The report from the Iraq Study Group is available in PDF here (1.3MB). This is part of the executive summary:

The situation in Iraq is grave and deteriorating. […] Violence is increasing in scope and lethality. It is fed by a Sunni Arab insurgency, Shiite militias and death squads, al Qaeda, and widespread criminality. Sectarian conflict is the principal challenge to stability. […] If the situation continues to deteriorate, the consequences could be severe. A slide toward chaos could trigger the collapse of Iraq’s government and a humanitarian catastrophe. Neighboring countries could intervene. Sunni-Shia clashes could spread. Al Qaeda could win a propaganda victory and expand its base of operations. The global standing of the United States could be diminished. Americans could become more polarized.

Not to be excessively snarky, but haven’t some of those things already happened?

The ISG’s list of seventy-nine recommendations

In addition, there is significant underreporting of the violence in Iraq. The standard for recording attacks acts as a filter to keep events out of reports and databases. A murder of an Iraqi is not necessarily counted as an attack. If we cannot determine the source of a sectarian attack, that assault does not make it into the database. A roadside bomb or a rocket or mortar attack that doesn’t hurt U.S. personnel doesn’t count. For example, on one day in July 2006 there were 93 attacks or significant acts of violence reported. Yet a careful review of the reports for that single day brought to light 1,100 acts of violence. Good policy is difficult to make when information is systematically collected in a way that minimizes its discrepancy with policy goals. (pp. 94-5, emphasis added)

That’s quite different from the administration’s persistent whine that the media focuses too much on the bad news from Iraq.

MediaMatters has a nice summary of the ISG Report, covering—as usual—the information left largely unmentioned by the media. The lack of analysts and fluent Arabic speakers is probably the most shocking indication of the administration’s poor planning.

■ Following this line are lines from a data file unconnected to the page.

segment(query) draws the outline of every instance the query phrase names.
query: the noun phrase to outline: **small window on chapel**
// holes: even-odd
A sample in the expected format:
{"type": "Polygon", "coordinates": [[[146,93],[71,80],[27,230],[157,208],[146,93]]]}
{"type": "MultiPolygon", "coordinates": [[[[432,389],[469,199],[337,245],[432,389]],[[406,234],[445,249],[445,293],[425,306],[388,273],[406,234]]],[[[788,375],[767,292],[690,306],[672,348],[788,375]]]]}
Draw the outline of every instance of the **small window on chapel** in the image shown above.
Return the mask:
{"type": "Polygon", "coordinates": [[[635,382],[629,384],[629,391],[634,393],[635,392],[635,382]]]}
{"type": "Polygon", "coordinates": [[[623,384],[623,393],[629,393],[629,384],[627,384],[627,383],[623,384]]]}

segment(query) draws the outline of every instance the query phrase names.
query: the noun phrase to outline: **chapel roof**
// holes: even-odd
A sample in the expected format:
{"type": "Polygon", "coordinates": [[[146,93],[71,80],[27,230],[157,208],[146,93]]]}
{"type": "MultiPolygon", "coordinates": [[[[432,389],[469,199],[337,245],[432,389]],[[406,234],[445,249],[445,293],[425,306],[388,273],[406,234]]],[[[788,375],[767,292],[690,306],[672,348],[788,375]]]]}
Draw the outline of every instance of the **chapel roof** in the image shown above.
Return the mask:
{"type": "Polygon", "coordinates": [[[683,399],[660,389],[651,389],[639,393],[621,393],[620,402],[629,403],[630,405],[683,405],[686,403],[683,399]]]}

Amid the many right-wing criticisms—such as the New York PostSurrender Monkeys” cover —the award for the most out-of-touch comment about the ISG report goes to Bill Bennett, Our nation’s premiere virtuecrat had this to say about the ISG’s report (h/t: Andrew Sullivan):

“In all my time in Washington I've never seen such smugness, arrogance, or such insufferable moral superiority. Self-congratulatory. Full of itself. Horrible.”

That’s actually kind of amusing, considering its source. Bennett approvingly quotes an attack against critics of the Iraq quagmire who “never made it out of the Green Zone.” While it is obvious that such limited experience should be accorded limited significance, is it not more important to make the larger observation that Iraq can’t be in very good shape if it’s not safe to step outside the US military compound?